The DOL defines PLESAs as “short-term savings accounts established and maintained within a defined contribution plan.” Employers with 401(k), 403(b), and 457(b) plans can opt to offer PLESAs to non-highly compensated employees. For 2024, a participant who earned $150,000 or more in 2023 is a highly compensated employee.
Here are some more details of this new type of account:
- The portion of the account balance attributable to participant contributions can’t exceed $2,500 (or a lower amount determined by the plan sponsor) in 2024. The $2,500 amount will be adjusted for inflation in future years.
- Employers can offer to enroll eligible participants in these accounts beginning in 2024 or can automatically enroll participants in them.
- The account can’t have a minimum contribution to open or a minimum account balance.

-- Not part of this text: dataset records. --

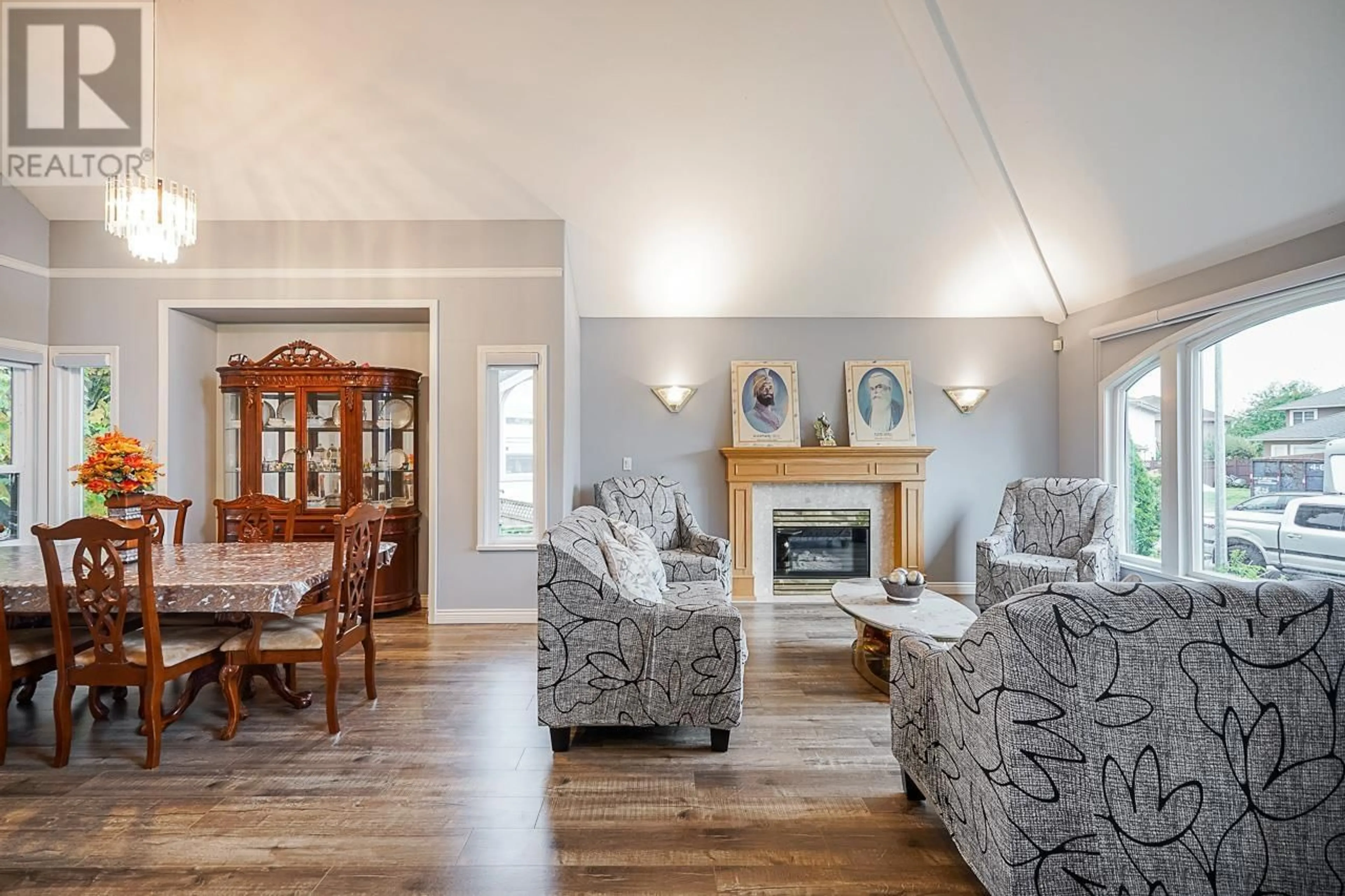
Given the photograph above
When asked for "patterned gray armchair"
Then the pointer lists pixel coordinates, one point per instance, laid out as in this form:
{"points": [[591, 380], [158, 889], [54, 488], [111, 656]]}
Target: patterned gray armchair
{"points": [[606, 658], [1050, 530], [1136, 739], [660, 508]]}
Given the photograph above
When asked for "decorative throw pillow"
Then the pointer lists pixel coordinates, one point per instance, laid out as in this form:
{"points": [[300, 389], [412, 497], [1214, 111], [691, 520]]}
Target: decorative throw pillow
{"points": [[627, 571], [639, 541]]}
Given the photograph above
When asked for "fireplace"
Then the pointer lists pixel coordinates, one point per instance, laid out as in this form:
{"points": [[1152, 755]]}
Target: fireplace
{"points": [[817, 548]]}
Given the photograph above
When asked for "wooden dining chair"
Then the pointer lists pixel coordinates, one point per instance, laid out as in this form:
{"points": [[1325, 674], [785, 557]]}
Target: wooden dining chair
{"points": [[152, 509], [342, 618], [256, 520], [104, 592], [26, 656]]}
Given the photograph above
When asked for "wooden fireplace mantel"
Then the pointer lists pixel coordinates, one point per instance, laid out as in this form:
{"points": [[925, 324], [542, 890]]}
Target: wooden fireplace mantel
{"points": [[903, 467]]}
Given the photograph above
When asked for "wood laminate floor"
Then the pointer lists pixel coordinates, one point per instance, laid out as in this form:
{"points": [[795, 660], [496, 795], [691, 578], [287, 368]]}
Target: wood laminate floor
{"points": [[446, 785]]}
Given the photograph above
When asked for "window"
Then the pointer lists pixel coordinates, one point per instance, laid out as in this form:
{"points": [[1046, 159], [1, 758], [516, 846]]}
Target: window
{"points": [[1303, 416], [1319, 517], [1234, 444], [21, 427], [84, 407], [513, 423], [1143, 479]]}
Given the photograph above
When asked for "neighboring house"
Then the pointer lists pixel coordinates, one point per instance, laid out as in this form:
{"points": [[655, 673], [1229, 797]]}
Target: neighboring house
{"points": [[1144, 422], [1309, 424], [1144, 426]]}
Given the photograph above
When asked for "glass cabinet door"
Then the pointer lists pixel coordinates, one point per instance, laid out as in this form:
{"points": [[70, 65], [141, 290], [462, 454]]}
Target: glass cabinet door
{"points": [[279, 444], [323, 487], [233, 444], [389, 450]]}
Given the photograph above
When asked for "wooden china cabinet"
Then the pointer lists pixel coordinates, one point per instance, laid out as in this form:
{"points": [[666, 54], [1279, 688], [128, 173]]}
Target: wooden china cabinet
{"points": [[302, 424]]}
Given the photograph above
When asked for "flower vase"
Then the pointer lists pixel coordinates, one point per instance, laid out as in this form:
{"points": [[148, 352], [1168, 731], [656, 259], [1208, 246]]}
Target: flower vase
{"points": [[127, 509]]}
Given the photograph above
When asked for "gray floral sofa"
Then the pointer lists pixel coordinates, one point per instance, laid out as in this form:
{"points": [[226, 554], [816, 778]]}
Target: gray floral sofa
{"points": [[1132, 739], [606, 658], [660, 508], [1050, 530]]}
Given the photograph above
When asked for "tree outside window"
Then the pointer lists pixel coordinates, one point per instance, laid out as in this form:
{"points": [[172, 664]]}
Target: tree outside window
{"points": [[96, 419]]}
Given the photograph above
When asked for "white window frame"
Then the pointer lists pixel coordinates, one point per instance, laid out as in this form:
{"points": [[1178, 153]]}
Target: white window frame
{"points": [[30, 419], [68, 450], [488, 473], [1303, 416], [1181, 439]]}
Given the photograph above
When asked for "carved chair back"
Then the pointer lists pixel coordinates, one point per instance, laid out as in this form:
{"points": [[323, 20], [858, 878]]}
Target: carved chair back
{"points": [[256, 520], [152, 510], [354, 567], [104, 592]]}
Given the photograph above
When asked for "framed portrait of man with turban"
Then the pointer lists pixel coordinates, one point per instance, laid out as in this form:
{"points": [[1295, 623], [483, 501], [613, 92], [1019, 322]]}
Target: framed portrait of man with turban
{"points": [[882, 403], [766, 403]]}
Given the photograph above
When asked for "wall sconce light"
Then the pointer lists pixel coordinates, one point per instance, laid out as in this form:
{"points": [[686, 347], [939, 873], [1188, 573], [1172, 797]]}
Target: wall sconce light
{"points": [[674, 397], [966, 397]]}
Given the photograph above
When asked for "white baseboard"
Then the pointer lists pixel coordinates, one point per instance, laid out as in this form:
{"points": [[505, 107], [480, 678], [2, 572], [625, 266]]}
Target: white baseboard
{"points": [[454, 617]]}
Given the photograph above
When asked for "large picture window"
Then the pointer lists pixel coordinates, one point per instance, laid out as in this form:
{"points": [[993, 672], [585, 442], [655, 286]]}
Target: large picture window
{"points": [[84, 407], [21, 428], [1143, 474], [1258, 424], [513, 447]]}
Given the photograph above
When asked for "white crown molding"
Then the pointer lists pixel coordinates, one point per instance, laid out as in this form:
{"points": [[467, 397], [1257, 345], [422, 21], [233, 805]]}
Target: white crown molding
{"points": [[280, 273], [454, 617], [929, 42], [23, 267], [304, 273]]}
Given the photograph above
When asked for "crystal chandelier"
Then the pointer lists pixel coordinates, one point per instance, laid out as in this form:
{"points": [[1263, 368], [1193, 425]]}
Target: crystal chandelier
{"points": [[154, 216]]}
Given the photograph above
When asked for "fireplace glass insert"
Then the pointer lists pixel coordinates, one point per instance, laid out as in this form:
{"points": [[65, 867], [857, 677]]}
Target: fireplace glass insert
{"points": [[817, 548]]}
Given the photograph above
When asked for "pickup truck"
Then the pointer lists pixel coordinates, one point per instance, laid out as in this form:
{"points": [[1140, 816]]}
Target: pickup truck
{"points": [[1308, 536]]}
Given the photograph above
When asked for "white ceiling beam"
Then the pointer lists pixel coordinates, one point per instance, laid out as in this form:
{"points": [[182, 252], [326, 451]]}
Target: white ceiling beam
{"points": [[927, 40]]}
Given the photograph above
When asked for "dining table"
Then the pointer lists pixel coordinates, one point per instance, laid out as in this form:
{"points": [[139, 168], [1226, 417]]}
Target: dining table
{"points": [[248, 583]]}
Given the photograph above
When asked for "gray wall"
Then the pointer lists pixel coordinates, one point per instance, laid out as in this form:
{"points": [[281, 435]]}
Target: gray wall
{"points": [[1011, 435], [471, 313], [193, 420], [1084, 362], [23, 297]]}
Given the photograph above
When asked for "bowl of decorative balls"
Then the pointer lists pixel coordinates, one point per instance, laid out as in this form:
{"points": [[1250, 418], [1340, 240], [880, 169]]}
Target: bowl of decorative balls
{"points": [[904, 586]]}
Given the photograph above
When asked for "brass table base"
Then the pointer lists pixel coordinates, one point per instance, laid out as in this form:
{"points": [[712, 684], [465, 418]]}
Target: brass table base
{"points": [[872, 653]]}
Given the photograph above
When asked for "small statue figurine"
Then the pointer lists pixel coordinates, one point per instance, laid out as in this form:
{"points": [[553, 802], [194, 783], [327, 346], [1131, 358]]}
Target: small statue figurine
{"points": [[822, 427]]}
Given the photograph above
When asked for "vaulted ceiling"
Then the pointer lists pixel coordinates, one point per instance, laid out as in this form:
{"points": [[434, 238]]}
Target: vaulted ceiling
{"points": [[750, 158]]}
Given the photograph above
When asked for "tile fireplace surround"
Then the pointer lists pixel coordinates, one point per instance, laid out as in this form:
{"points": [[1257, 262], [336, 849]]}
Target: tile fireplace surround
{"points": [[890, 482], [768, 497]]}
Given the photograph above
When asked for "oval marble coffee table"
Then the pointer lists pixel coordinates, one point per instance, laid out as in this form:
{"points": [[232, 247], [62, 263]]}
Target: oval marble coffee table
{"points": [[935, 615]]}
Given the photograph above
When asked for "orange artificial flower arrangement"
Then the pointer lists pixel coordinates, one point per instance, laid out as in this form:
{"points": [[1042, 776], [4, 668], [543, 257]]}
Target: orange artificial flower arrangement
{"points": [[118, 465]]}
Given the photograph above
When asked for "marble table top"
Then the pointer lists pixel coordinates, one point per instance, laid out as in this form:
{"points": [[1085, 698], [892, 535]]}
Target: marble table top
{"points": [[189, 579], [937, 615]]}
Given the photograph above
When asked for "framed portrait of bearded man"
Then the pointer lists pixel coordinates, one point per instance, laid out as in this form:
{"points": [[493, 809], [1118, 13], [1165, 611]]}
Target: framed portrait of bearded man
{"points": [[882, 404], [766, 403]]}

- Participants can make a withdrawal at least once per calendar month, and such withdrawals must be distributed “as soon as practicable.”
- For the first four withdrawals from an account in a plan year, participants can’t be subject to any fees or charges. Subsequent withdrawals may be subject to reasonable fees or charges.
- Contributions must be held as cash, in an interest-bearing deposit account or in an investment product.
- If an employee has a PLESA and isn’t highly compensated, but becomes highly compensated as defined under tax law, he or she can’t make further contributions but retains the right to withdraw the balance.
- Contributions will be made on a Roth basis, meaning they are included in an employee’s taxable income but participants won’t have to pay tax when they make withdrawals.
Proof of an Event Not Necessary
A participant in a PLESA doesn’t need to prove that he or she is experiencing an emergency before making a withdrawal from an account. The DOL states that “withdrawals are made at the discretion of the participant.”